Я усмехнулась про себя. Отец придал мне уверенности, словно я снова приняла экстази. Ему ведь еще жить с мамой, и раз папа в конце концов решил, что пора наконец постоять за себя и заставить с собой считаться, я поступлю так же. Непременно расскажу маме все. Но начну с признания отцу.
Поскольку знаю: он поймет.
После услышанного за последние несколько минут, думаю, вполне возможно, он даже одобрит мой поступок.
— Пап, есть еще одна вещь, которая касается Энта, — сказала я.
— И какая же? Он носит юбки с рюшами под сутаной?
— Хм… наверное, он так и делал бы… Если бы носил сутану. Но он не священник.
— Господи, — пробормотал отец, и крошки имбирной булки из его рта упали на колени, — ни в коем случае не рассказывай матери…
О, так новый прямолинейный отец оказался всего лишь сбоем программы. Только раз его протест вылился во вспышку гнева.
— Нет, лучше я сам, когда она встанет на ноги…
Он оборвал себя, так как раздался щелчок открывающейся двери.
— И что ты сделаешь, когда я снова встану на ноги, Брайан? — потребовала ответа мама, которая на самом деле поднялась с постели. Это окончательно лишило нас всякого мужества.
— Ничего важного, дорогая, — сказал отец, вскочив и подбежав к ней. — Тебе не следовало вставать с кровати. Доктор сказал…
— Плевать на доктора, — рявкнула мама, едва лишь отец оказался рядом. — Почему ты разрешил ему дать мне все те лекарства? Знаешь же, что я о них думаю, — прибавила она, явно перепутав легкое снотворное с героином.
Я смотрела, как отец подвел ее ко второму креслу. Казалось, ее голые ноги, торчащие из-под ночной рубашки, слегка заплетались. Однако мысли мамы при этом были абсолютно ясными — очевидно, сказывалось влияние успокоительного.

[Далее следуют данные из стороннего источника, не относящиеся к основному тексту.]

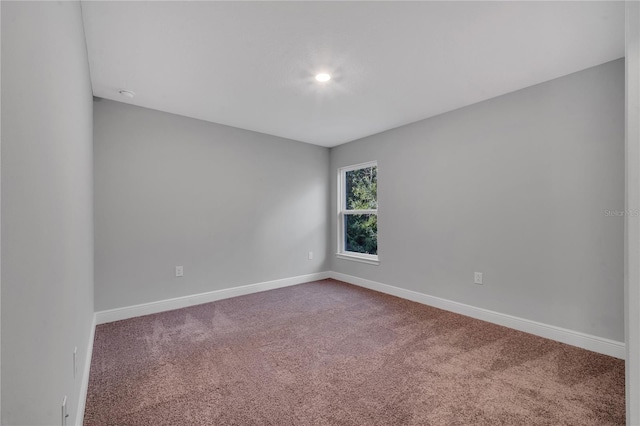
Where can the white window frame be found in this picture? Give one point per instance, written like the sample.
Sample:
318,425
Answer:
371,259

— Хочешь чашечку чаю? — спросил отец робко, рассматривая горячие напитки как единственный спасительный путь на кухню.
— Нет, спасибо, — ответила мама, — я бы хотела поговорить с Эми.
Она пригвоздила меня взглядом, который я помнила с тех самых пор, как мне исполнилось девять и меня отправили из школы домой. В тот день я потянула Белинду Перри за косичку так сильно, что та проглотила свою зубную пластину. Я съежилась на диване, заметив, что отец сделал то же самое в кресле. Было печально наблюдать, как быстро он вернулся к состоянию… ну… прежнего папы. Понимаю, почему это происходит. Видимо, слишком просто рассуждать, когда мама лежит в коме наверху.